What makes The Dirties work is the interaction between the two friends. I think that The Dirties realistically showed how the friends began to separate, but when it happened, The Dirties solely focused on Matt, and that decision makes sense considering the plot’s trajectory, but Owen’s break with his buddy is too complete instead of gradually increasing. It is almost as if Owen changed overnight, which is not exactly how The Dirties depicts it, but Owen’s absence in the second half of the film is not only noticeable, but it leaves us following a character that is more interesting when he interacts with someone else.
It is possible that I am completely wrong about the following, but The Dirties suggests that Matt and Owen have a friend that is holding the camera although the two do not always use a cameraman and place hidden cameras in static locations. In one scene, they offer popcorn to the cameraman. This cameraman never talks or interacts with them, which is fine if the cameraman was a professional, but as a fellow teenager seemed unlikely and disrupted the found footage feeling of the film for me.

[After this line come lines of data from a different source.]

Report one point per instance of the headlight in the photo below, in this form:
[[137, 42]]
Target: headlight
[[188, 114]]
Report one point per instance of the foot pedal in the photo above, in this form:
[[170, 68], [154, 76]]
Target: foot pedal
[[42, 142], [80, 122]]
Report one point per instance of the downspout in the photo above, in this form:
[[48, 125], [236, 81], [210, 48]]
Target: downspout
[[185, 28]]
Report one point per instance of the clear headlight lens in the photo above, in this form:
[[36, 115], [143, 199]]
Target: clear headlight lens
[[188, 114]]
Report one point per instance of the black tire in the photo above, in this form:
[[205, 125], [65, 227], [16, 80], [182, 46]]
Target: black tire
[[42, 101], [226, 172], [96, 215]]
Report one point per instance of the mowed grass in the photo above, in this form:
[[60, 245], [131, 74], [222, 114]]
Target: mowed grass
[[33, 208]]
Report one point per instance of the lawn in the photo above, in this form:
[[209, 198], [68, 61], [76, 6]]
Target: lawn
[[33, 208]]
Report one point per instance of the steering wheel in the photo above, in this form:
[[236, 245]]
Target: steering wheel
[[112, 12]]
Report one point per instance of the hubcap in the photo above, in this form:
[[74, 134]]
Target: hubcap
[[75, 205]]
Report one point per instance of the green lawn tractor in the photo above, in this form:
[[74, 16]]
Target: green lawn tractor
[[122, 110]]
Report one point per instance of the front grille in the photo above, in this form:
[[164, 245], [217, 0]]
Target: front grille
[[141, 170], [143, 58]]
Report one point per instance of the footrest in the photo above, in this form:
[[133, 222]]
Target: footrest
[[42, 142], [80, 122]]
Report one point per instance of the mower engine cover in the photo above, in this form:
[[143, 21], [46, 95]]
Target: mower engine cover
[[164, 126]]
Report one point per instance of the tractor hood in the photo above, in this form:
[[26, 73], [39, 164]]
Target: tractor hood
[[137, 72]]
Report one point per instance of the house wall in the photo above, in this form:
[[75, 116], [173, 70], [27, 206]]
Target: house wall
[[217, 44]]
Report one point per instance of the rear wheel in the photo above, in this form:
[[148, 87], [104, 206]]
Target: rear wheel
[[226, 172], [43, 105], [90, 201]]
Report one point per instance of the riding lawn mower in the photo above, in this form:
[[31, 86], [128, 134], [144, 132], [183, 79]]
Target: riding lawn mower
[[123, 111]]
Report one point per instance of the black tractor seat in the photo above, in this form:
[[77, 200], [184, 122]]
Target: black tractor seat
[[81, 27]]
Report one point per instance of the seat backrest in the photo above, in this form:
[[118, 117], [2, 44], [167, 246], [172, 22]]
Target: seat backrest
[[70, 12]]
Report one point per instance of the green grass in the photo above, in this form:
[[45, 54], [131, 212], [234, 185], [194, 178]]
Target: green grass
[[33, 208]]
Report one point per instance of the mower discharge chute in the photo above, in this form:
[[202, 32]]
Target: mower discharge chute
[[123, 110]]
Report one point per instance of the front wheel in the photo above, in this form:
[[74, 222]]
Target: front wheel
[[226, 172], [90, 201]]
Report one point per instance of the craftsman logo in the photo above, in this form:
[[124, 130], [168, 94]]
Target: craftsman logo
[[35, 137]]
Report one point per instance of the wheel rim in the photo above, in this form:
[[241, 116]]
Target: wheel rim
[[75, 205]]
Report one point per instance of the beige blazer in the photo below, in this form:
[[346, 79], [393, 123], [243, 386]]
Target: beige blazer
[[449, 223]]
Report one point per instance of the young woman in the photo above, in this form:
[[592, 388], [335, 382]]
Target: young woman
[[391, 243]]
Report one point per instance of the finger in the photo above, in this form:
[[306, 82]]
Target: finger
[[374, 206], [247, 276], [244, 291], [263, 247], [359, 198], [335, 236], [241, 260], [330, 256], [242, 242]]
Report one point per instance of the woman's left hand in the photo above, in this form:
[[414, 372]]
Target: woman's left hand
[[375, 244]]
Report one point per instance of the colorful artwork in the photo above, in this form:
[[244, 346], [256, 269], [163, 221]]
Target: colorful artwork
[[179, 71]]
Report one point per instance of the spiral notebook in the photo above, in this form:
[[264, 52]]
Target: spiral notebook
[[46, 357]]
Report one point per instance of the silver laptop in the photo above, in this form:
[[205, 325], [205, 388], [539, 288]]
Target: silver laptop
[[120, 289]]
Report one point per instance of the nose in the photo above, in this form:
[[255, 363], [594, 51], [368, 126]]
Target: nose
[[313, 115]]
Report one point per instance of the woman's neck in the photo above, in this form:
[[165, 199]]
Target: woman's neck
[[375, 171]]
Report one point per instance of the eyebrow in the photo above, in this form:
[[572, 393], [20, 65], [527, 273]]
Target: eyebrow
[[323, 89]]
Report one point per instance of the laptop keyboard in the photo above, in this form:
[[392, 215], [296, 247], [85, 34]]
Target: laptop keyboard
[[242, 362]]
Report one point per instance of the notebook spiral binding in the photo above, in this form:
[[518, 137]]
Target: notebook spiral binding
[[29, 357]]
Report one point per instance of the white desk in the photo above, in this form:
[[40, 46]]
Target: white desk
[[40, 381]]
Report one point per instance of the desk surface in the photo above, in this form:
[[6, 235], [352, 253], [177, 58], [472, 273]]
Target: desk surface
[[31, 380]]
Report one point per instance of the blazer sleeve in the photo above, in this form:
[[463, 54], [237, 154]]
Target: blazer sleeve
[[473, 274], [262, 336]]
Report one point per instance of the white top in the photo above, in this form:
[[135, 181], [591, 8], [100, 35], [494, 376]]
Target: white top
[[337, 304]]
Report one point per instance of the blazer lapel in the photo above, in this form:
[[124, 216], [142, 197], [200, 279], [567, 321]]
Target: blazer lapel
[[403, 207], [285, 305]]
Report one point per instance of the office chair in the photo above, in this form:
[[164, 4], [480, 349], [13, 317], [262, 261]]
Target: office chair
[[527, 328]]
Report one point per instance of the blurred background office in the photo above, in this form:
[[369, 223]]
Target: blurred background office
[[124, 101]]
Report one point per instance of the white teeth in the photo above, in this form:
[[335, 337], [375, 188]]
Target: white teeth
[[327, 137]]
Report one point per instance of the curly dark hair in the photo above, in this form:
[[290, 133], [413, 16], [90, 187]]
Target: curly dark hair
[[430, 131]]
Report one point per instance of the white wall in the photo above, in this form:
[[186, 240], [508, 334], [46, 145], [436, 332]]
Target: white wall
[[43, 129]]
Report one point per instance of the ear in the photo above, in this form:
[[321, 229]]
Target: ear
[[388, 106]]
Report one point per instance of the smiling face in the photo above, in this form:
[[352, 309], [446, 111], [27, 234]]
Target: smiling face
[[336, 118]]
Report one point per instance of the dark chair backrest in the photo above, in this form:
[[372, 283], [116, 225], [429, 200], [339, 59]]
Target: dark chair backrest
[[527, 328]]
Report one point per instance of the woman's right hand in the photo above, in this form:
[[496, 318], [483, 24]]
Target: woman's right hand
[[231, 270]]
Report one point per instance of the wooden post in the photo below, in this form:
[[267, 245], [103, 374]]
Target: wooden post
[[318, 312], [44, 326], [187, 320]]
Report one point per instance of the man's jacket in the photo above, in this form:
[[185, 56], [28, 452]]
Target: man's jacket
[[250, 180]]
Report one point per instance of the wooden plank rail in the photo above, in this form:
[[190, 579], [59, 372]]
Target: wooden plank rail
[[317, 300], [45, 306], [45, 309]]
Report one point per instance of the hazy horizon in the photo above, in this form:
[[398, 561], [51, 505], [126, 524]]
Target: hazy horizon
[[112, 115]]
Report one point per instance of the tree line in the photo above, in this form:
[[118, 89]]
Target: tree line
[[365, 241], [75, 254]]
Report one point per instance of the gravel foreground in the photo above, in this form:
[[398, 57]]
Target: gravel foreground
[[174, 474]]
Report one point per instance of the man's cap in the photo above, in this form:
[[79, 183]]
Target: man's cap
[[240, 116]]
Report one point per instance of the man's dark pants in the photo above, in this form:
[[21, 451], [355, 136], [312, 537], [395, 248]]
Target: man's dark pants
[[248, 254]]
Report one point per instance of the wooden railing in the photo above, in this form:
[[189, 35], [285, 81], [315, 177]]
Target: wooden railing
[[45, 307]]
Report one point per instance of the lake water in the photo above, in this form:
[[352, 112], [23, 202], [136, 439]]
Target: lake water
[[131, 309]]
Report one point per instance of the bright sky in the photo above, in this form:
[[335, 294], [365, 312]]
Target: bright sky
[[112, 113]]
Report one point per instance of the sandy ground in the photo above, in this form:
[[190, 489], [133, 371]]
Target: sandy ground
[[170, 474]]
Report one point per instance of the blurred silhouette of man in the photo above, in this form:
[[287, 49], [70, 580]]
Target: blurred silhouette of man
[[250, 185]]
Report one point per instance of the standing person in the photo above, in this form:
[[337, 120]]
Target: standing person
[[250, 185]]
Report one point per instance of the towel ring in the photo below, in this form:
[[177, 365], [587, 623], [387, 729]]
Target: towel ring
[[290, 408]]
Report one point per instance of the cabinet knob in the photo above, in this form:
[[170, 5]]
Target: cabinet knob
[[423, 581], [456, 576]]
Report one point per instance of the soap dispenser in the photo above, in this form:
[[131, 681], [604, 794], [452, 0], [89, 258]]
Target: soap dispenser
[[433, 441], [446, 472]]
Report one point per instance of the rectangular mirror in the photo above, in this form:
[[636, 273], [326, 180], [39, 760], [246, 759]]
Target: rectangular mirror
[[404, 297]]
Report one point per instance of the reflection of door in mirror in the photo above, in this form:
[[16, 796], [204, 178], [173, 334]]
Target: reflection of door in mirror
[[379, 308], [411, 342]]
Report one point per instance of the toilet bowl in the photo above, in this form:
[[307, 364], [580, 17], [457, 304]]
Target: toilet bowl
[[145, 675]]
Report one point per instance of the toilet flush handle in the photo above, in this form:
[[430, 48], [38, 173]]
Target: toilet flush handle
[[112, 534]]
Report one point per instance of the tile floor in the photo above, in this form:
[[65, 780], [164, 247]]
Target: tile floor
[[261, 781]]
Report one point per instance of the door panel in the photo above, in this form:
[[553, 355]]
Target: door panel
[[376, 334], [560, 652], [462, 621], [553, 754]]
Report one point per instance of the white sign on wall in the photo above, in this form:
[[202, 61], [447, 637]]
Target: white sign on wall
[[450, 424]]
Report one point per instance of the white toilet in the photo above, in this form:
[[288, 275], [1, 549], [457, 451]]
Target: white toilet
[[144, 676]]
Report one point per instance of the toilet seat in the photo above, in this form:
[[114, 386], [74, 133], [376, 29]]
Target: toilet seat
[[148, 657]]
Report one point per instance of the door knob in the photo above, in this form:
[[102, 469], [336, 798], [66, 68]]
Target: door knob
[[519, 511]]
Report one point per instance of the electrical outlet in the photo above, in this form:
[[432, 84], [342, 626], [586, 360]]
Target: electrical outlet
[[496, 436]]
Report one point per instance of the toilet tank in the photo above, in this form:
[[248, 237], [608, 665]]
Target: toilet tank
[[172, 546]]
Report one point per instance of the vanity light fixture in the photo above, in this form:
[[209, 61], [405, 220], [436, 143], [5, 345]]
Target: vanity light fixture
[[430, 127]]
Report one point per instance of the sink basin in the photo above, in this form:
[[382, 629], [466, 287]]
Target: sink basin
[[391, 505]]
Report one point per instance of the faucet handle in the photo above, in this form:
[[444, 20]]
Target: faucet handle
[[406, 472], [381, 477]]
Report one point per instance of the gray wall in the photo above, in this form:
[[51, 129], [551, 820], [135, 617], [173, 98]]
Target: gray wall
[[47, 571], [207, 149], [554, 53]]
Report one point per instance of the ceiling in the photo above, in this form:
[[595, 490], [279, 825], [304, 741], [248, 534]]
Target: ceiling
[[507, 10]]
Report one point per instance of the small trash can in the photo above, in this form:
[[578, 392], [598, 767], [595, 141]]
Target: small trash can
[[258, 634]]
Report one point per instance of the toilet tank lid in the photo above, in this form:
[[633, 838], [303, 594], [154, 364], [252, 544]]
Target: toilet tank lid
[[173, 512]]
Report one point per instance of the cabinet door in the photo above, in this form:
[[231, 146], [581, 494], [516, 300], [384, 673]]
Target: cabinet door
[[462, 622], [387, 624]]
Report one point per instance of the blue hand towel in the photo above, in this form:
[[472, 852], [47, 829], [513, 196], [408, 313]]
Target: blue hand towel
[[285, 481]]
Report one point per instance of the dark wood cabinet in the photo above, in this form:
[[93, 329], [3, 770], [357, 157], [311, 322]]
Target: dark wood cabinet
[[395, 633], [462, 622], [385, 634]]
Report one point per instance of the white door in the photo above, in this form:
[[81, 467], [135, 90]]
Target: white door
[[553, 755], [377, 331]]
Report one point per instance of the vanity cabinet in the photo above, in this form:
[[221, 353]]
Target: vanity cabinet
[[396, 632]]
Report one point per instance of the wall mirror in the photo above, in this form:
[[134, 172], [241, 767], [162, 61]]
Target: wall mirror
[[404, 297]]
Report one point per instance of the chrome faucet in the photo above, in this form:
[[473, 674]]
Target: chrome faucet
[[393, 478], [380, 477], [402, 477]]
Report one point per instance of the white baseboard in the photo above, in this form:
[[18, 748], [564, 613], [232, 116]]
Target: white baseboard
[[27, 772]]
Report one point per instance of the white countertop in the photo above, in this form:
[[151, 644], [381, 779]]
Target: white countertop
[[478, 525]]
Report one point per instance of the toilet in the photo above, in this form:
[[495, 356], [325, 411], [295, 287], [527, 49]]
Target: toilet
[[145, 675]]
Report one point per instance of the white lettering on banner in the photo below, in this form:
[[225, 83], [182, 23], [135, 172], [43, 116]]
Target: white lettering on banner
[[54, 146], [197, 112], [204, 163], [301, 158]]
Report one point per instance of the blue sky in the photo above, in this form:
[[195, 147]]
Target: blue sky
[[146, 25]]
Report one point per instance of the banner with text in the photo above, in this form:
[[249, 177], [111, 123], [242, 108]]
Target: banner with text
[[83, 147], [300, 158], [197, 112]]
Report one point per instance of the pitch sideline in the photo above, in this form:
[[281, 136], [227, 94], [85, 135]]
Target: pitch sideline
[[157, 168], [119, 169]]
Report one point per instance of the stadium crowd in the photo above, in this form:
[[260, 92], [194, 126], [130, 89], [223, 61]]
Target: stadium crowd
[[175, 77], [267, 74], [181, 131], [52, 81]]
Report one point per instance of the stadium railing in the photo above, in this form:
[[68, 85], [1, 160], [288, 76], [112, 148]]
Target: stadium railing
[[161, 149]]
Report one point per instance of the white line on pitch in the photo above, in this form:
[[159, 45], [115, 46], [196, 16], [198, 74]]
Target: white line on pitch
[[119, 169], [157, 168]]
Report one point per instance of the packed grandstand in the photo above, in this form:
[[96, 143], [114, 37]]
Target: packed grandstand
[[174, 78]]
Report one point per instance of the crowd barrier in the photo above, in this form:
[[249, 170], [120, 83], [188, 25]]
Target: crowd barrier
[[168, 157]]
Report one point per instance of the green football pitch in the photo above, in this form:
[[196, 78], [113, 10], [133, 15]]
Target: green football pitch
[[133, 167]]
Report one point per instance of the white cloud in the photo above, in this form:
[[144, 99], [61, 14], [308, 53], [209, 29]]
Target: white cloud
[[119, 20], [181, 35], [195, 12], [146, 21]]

Most fictional films operate with the unspoken rule that the characters are just living, and film magically captures events as if there was no cameraman because the cameraman is not a character, not a plot point and has no effect on the events of the film. Movies traffic in the fiction of an invisible cameraman although there would be no movie without a cameraman. Actors constantly have to be aware of the cameraman’s presence. The tools of the trade have to be invisible to avoid disrupting the viewer’s suspension of disbelief that the events on the screen are happening. In contrast, found footage films do the opposite to create more credibility and relatability with the viewers. The Dirties is a found footage film, but uses the same narrative style of a fictional film where there is no observer effect, and the act of observation does not affect what is being observed. I did not like the dissonance of the clashing narrative styles, and it ruined the story for me, which is a shame because I genuinely empathized with the two characters that The Dirties did show.
The Dirties was adored by Kevin Smith so if you have similar tastes as Smith, you are a fan of found footage film or are interested in depictions of how teenage boys cope with bullying, you should definitely check it out, but I would skip it.